昨日も来たばかりだが、ホスピスと言う場所になじんでいる自分が怖い。
「二日も続けて来ていただいてすいません」
由香さんは恐縮した雰囲気で山葉さんに言うが、山葉さんは微笑を浮かべて由香さんに答える。
「いいえ。今日はうちの都合でフォローに来させていただいたので、謝礼も必要ありません」
皆がエントランスのエレベーターに乗り込んだところで由佳さんが僕に聞いた。
「本当に伯母が現れて何か言ったのですか」
「はい。それをお伝えするために来たのですが」
僕の言葉は自信がないため途切れる。伝えようとする言葉が意味をなさない記号の羅列だったらどうしようと言う思いが強くなっていくばかりだ。

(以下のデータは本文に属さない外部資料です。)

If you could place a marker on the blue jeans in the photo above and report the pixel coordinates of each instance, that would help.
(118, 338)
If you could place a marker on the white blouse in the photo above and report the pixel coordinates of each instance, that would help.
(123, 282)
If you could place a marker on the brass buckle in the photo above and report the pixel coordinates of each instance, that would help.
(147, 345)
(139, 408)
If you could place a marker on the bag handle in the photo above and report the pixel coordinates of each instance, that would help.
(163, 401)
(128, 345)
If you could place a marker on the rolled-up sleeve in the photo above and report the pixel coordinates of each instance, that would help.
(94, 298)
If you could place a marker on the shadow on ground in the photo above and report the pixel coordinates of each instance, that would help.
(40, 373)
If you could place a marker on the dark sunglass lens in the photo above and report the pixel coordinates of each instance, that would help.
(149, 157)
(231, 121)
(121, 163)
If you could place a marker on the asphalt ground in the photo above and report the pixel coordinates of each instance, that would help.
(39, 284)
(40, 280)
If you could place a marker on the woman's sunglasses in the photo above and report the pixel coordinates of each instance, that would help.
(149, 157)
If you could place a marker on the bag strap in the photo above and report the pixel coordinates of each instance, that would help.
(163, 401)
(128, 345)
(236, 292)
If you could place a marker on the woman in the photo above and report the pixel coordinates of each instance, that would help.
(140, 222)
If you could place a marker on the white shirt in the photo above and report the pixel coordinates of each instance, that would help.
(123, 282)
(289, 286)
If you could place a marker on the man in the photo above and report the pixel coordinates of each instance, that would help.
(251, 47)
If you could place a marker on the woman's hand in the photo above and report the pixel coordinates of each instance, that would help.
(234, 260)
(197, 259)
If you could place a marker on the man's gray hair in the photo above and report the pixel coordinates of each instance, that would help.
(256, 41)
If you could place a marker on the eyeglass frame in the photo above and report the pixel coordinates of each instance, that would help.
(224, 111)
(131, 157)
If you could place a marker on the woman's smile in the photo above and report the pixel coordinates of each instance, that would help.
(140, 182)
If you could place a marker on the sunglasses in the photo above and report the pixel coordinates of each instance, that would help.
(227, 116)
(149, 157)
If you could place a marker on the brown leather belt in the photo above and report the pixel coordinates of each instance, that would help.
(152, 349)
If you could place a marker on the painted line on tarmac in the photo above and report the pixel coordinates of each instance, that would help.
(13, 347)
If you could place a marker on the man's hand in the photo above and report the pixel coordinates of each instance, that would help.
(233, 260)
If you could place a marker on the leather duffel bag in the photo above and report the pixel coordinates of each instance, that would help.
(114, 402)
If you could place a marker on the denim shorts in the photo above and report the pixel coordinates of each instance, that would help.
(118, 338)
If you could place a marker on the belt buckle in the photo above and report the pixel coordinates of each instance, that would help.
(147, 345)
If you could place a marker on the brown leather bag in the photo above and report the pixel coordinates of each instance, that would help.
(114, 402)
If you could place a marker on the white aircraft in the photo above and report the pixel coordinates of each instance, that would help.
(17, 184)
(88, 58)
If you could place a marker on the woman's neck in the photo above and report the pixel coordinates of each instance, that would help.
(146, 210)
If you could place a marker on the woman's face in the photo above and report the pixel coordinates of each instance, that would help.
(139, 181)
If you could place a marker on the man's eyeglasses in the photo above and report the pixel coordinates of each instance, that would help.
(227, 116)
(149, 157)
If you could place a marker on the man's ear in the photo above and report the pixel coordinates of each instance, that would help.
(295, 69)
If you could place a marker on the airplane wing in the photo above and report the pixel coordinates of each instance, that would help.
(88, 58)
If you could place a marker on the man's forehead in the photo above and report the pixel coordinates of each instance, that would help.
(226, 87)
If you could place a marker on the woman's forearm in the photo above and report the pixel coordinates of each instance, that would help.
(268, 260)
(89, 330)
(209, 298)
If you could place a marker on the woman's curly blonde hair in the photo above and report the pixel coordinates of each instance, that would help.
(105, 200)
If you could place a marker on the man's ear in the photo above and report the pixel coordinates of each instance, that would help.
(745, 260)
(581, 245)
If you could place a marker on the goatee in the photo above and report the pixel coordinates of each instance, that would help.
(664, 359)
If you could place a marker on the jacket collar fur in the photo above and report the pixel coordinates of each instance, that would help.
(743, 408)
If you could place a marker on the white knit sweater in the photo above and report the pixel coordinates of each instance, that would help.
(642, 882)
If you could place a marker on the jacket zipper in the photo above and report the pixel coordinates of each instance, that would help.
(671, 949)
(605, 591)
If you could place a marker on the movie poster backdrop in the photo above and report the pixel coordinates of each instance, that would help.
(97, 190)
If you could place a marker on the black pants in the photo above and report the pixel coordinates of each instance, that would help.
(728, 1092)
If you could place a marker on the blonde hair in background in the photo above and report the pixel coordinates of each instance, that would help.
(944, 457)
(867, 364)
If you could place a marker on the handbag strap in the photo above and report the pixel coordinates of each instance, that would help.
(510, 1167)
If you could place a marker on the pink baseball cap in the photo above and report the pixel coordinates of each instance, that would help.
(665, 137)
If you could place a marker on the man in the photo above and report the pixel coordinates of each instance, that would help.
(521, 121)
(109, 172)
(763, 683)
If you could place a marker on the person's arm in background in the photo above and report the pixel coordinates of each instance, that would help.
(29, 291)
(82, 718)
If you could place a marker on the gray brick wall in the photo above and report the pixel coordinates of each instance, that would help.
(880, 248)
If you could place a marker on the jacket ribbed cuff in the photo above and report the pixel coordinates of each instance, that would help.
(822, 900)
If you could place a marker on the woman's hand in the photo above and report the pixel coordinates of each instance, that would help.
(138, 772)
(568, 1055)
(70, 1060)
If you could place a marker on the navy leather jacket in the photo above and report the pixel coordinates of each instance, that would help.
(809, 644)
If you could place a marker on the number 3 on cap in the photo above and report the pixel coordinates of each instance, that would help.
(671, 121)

エレベーターが目的の階に着いたので僕はそれ以上コメントせずに済んだが、病室に入ると義男さんが待ち受けていた。
「和美の言葉を伝えてくれるそうだな」
僕の夢に現れた女性は和美さんというらしい。
義男さんはベッドの上に半身を起こして、大きく目を開けて僕を見据えている。
痩せこけた顔に目ばかりが大きく見え、その目は心なしか充血しているようだ。
怖すぎる。
僕は助けを求めるように山葉さんの方を見たが、彼女は僕と目を合わさない、雅俊はうなずいてあごをしゃくってみせる。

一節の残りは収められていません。